I fan del Miller più adrenalinico invece si sentiranno più a casa nelle tre storie nella storia raccontate dal djinn, tutte di chiaro sapore e ispirazione mediorientale, tutte assolutamente al femminile. La regina di Saba, un’ingenua concubina innamorata di un principe e una sposa ragazzina amante della matematica sono le tre donne attraverso cui il djinn cerca di convincere Alithea a cedere e desiderare qualcosa. Dal punto di vista visivo, qui ritroviamo molto più il Miller madmaxiano, ma come ogni storia con dentro una morale (per giunta dal minutaggio ridotto) queste tre parentesi sanno in parte di costruito, sono prive di sentimento. A tenere in piedi un film con tanti elementi che faticano a convivere insieme esaltandosi l’un l’altro è la chimica che si sviluppa tra l’improbabile eppure efficace duo protagonista. A far funzionare la coppia e la storia è ovviamente Miller, che riesce a rendere il tutto romantico e sensuale, anche se non del tutto privo di qualche intoppo.

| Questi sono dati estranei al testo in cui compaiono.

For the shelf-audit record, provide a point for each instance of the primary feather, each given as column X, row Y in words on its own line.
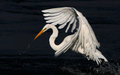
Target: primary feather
column 83, row 40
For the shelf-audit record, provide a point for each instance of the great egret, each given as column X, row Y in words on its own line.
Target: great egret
column 83, row 39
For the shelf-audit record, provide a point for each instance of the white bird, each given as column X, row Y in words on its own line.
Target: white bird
column 83, row 39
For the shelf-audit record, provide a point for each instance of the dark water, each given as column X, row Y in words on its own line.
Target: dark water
column 21, row 20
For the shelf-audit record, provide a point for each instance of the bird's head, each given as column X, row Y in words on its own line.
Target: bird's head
column 45, row 28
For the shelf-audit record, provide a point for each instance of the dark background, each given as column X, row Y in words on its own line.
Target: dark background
column 21, row 20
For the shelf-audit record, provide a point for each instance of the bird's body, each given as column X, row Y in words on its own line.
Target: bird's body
column 83, row 40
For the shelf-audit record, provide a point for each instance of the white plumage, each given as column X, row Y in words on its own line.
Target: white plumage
column 82, row 41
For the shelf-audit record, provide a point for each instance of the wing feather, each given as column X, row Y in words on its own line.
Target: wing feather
column 61, row 16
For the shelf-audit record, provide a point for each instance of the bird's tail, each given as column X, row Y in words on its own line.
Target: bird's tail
column 99, row 56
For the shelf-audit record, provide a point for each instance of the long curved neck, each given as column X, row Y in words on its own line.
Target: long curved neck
column 53, row 37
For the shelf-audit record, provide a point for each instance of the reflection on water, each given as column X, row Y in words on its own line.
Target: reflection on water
column 28, row 64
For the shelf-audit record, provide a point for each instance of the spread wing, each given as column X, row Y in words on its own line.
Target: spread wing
column 65, row 16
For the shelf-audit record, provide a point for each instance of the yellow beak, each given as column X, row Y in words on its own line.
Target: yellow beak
column 39, row 33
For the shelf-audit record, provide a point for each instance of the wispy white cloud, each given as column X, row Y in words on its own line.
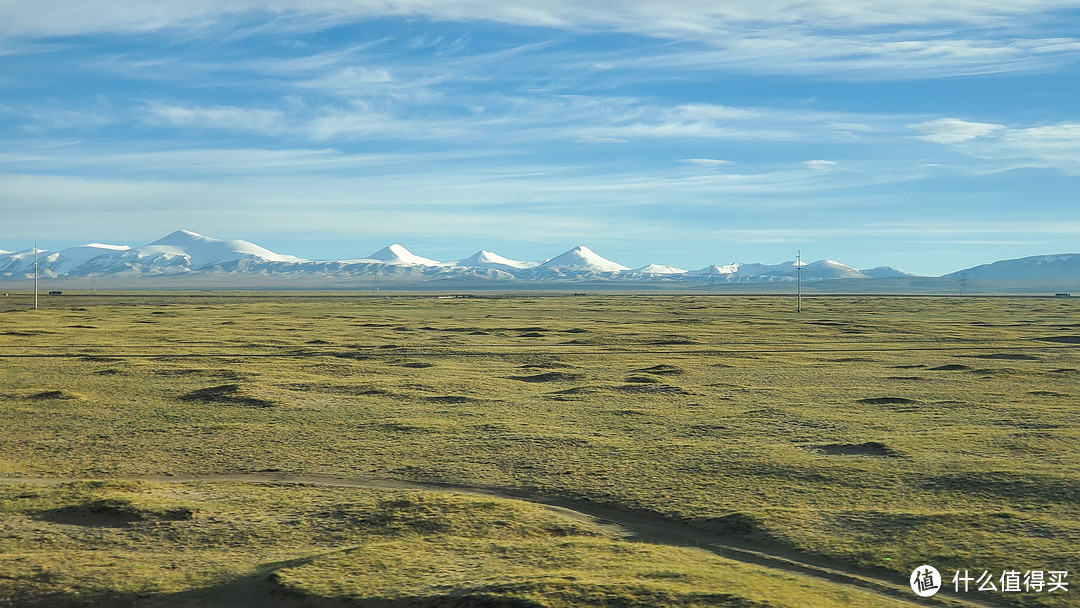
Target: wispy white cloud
column 1053, row 146
column 874, row 39
column 707, row 162
column 955, row 131
column 226, row 118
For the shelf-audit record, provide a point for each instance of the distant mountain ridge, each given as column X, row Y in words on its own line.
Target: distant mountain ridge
column 1060, row 266
column 186, row 254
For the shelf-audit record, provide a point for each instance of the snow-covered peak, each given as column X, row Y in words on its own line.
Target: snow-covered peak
column 399, row 255
column 885, row 272
column 202, row 251
column 583, row 258
column 484, row 258
column 658, row 269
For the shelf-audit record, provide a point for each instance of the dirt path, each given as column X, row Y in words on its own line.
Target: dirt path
column 630, row 524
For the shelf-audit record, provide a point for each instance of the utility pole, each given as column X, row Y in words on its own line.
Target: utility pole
column 35, row 277
column 798, row 267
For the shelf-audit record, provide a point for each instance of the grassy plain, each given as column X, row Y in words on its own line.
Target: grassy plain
column 871, row 434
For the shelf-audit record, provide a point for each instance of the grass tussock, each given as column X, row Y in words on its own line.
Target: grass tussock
column 860, row 432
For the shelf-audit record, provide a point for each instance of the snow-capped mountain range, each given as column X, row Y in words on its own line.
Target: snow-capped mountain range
column 186, row 254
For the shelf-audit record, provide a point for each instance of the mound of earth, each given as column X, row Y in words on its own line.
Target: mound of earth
column 867, row 448
column 229, row 394
column 548, row 377
column 111, row 513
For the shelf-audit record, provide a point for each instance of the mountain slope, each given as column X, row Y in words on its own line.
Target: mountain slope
column 1060, row 266
column 188, row 254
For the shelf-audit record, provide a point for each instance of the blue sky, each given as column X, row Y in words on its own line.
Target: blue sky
column 923, row 135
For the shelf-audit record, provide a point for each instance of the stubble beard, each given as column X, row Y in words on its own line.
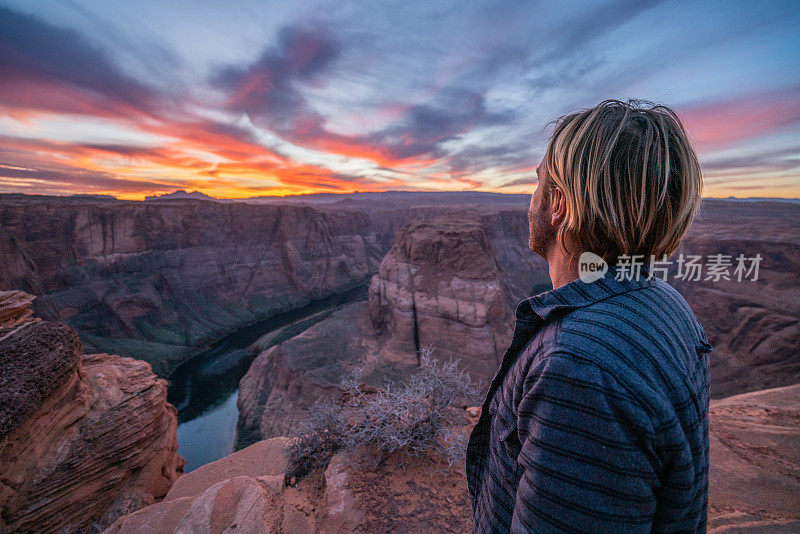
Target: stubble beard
column 542, row 235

Dentro Three Thousand Years of Longing c’è anche molto, molto rimpianto. Quello di un uomo energetico e vitale come Miller che vede come il suo djinn il mondo svuotarsi di storie importanti da raccontare, di bugie in cui credere, soppiantate da una tecnologia miracolosa ma senza meraviglia dentro, frastornante.

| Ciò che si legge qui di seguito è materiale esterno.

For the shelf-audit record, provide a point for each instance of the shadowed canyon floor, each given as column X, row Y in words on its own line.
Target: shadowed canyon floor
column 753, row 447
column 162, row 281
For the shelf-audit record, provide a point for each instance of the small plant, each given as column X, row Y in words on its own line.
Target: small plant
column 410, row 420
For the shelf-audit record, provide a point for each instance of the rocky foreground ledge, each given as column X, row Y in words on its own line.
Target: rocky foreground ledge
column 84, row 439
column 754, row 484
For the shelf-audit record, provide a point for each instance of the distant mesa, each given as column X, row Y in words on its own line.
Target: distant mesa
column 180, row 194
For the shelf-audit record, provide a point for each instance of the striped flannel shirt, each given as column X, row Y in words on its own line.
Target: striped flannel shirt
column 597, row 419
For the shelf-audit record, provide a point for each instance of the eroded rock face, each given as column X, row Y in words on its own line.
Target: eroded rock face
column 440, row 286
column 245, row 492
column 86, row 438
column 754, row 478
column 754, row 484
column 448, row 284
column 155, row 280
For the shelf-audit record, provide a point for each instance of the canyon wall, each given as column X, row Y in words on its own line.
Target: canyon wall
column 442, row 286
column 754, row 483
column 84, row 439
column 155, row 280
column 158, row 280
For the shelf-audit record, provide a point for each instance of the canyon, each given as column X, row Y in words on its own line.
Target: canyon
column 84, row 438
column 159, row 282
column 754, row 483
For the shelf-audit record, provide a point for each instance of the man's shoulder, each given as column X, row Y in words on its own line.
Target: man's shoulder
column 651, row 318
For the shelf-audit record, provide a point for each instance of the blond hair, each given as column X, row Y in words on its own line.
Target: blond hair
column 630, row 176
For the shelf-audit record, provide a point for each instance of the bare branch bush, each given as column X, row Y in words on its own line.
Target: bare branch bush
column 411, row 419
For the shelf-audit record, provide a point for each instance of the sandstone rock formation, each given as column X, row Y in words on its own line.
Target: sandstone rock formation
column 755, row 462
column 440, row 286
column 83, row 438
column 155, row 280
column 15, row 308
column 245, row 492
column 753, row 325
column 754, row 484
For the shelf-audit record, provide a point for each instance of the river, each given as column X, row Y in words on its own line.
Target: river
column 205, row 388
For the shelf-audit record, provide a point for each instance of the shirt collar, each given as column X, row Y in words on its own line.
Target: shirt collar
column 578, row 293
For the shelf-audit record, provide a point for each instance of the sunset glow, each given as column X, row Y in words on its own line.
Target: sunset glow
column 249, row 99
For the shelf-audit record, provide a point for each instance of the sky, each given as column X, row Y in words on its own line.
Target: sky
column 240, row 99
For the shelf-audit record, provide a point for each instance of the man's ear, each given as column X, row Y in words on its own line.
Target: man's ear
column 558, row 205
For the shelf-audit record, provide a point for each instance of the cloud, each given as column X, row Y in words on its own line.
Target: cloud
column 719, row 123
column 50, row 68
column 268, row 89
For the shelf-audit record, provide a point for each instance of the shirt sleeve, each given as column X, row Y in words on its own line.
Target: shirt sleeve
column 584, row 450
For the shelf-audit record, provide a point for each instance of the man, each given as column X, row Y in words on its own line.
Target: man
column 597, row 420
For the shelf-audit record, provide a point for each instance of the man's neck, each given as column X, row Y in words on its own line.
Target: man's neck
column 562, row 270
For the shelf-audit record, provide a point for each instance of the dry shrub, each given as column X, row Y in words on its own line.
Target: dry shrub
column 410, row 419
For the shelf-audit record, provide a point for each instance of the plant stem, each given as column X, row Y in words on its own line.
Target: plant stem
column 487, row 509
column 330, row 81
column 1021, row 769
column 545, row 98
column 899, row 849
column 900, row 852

C’è un desiderio non confessato ma tuttavia evidente in Three Thousand Years of Longing che tradisce l’età e l’esperienza di George Miller. Quello dei suoi protagonisti di fuggire da una realtà che nel film è tanto tirata a lucido quanto finta, per rifugiarsi entro le proprie mura, in piccoli spazi casalinghi e solitari in cui tornare ad essere se stessi e godere delle storie che si amano di più.